Afterward, we head over to Bunna on Flushing Avenue for Ethiopian food. I love this place, and we agree that it is the classic date spot when you’re tryna get it with that special person. The food is always great, and the service is some of the nicest. We always opt for the “feast” portion of the menu, which includes injera and a variety of stews and veg. It’s all vegetarian, and you eat everything by tearing the injera and pinching the food off of the plate, which, incidentally, is the exact method of eating that I am accustomed to, using tortillas as my utensils whenever eating the food at my relatives’ house.
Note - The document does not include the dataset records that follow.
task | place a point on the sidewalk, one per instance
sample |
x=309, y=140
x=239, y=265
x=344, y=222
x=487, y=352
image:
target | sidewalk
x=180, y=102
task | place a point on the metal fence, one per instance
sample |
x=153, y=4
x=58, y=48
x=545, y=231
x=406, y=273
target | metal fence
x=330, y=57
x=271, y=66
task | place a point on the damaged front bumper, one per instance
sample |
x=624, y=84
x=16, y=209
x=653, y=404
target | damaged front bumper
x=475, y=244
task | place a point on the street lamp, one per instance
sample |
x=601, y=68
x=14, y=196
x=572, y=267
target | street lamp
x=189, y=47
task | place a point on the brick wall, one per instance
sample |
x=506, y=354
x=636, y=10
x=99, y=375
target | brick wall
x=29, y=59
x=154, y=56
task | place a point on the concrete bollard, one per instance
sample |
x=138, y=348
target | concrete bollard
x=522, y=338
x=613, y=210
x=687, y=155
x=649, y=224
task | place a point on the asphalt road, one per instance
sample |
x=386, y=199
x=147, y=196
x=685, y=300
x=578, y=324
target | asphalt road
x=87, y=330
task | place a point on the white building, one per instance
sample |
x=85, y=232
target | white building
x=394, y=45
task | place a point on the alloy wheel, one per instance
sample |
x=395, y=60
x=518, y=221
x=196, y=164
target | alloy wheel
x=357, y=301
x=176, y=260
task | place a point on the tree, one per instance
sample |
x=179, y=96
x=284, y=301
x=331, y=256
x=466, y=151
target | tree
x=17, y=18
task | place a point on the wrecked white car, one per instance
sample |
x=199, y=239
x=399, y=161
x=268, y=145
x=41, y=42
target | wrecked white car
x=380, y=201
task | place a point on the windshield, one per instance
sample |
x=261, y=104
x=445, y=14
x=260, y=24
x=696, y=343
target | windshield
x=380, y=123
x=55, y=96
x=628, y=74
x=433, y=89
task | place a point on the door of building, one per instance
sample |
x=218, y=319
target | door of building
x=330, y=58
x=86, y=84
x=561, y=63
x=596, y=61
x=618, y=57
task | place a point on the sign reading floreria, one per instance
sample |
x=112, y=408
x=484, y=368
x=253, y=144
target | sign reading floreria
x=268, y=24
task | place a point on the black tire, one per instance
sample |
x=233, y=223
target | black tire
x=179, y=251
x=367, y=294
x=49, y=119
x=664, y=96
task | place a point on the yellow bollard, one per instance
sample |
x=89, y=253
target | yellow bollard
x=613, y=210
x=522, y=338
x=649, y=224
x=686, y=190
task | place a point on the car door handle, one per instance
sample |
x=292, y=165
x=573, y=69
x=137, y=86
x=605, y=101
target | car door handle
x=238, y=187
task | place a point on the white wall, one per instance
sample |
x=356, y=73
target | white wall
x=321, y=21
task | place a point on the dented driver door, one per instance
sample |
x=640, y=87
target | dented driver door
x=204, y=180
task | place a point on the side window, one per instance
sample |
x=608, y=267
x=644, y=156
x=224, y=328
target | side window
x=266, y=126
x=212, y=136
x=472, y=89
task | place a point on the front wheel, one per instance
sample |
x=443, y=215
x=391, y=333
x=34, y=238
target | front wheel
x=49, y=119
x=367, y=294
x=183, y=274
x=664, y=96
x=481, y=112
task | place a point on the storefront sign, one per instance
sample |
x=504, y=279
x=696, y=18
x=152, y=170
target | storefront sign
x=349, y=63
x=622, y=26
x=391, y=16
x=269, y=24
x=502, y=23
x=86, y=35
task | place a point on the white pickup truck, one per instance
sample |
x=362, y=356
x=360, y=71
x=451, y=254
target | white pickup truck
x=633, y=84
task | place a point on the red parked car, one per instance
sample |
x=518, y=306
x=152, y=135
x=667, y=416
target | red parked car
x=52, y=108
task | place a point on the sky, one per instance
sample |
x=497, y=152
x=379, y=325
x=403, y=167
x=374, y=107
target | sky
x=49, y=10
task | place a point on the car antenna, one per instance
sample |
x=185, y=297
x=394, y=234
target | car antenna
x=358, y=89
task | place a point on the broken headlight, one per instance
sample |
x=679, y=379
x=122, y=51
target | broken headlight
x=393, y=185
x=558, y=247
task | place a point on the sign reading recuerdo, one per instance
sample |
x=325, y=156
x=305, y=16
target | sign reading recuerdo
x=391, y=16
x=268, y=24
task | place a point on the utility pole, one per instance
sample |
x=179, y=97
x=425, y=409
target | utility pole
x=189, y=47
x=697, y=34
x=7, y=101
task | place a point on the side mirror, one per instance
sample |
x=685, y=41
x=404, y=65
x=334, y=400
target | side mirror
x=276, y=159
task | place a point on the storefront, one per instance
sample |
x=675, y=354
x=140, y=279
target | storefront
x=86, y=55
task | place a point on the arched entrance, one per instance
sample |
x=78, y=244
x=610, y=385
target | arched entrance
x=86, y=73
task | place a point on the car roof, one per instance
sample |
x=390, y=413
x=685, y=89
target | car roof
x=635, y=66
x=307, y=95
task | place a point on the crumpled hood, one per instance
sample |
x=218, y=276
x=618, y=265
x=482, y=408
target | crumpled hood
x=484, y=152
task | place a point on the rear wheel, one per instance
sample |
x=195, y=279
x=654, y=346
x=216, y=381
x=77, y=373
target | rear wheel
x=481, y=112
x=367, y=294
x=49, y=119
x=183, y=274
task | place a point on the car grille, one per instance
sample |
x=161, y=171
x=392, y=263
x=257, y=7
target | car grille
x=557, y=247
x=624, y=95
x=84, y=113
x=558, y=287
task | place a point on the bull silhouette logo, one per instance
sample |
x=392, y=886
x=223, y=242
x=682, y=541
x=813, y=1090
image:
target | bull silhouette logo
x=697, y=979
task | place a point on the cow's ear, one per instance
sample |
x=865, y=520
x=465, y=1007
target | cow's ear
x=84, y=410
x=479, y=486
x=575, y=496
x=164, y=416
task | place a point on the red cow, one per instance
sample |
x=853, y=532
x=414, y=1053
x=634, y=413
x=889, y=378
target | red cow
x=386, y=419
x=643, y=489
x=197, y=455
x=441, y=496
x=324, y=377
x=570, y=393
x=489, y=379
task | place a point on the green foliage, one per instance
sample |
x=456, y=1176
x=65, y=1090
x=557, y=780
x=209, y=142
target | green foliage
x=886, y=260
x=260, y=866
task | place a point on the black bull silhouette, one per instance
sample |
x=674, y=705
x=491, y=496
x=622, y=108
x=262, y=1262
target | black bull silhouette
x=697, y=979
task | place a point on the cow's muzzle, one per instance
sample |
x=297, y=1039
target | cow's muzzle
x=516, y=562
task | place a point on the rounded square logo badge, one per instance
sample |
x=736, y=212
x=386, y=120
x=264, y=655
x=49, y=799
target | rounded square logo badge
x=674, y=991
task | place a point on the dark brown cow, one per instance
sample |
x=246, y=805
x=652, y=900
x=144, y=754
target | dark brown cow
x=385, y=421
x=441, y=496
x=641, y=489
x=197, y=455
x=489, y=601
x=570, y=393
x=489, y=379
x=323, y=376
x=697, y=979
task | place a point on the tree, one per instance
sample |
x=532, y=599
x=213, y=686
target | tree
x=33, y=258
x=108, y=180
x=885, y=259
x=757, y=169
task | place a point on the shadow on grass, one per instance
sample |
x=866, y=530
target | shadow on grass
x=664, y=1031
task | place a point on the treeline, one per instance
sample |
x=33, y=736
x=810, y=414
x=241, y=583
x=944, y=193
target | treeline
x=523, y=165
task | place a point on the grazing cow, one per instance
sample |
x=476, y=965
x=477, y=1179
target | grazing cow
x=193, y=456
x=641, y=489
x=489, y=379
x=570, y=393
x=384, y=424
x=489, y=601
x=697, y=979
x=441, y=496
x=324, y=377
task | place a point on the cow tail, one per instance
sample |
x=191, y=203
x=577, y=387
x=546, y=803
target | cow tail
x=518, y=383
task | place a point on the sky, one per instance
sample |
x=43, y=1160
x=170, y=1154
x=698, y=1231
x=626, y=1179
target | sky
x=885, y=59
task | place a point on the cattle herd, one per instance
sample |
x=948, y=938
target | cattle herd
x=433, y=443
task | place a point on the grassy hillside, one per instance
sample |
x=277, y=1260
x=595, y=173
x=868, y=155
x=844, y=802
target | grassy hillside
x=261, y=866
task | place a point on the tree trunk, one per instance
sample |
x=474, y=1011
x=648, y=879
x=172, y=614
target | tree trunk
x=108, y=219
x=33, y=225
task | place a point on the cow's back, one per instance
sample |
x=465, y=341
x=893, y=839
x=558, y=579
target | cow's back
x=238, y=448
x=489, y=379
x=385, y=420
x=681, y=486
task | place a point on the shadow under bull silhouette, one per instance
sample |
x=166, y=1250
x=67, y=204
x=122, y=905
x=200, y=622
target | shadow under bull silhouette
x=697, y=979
Some of the standouts are the pumpkin, spicy lentils, marinated kale, split peas, and sautéed beets. Carla really loves it, as we’re joined by Kim, DeVonn, and Charlie, a cook over at Lalito. We talk more shit over food, have a nice time, and prolong us reentering the cold. Eventually, I make it home by early evening, and although I had originally intended to go out for one more meal, I find myself completely content by everything I’ve eaten this week, all of the places I’ve visited, and above all, really happy and proud of all of the food I was lucky enough to make.

Sometimes you get stuck in routines and get burdened by the day-to-day rigor of this city. And sometimes the spontaneity of everything really allows you to absorb and observe, and then share that with the people you love. Either way, I take a double dose of some of the remaining CBD oil left over from last night’s dinner and bid the skyline a satisfied “peace out.”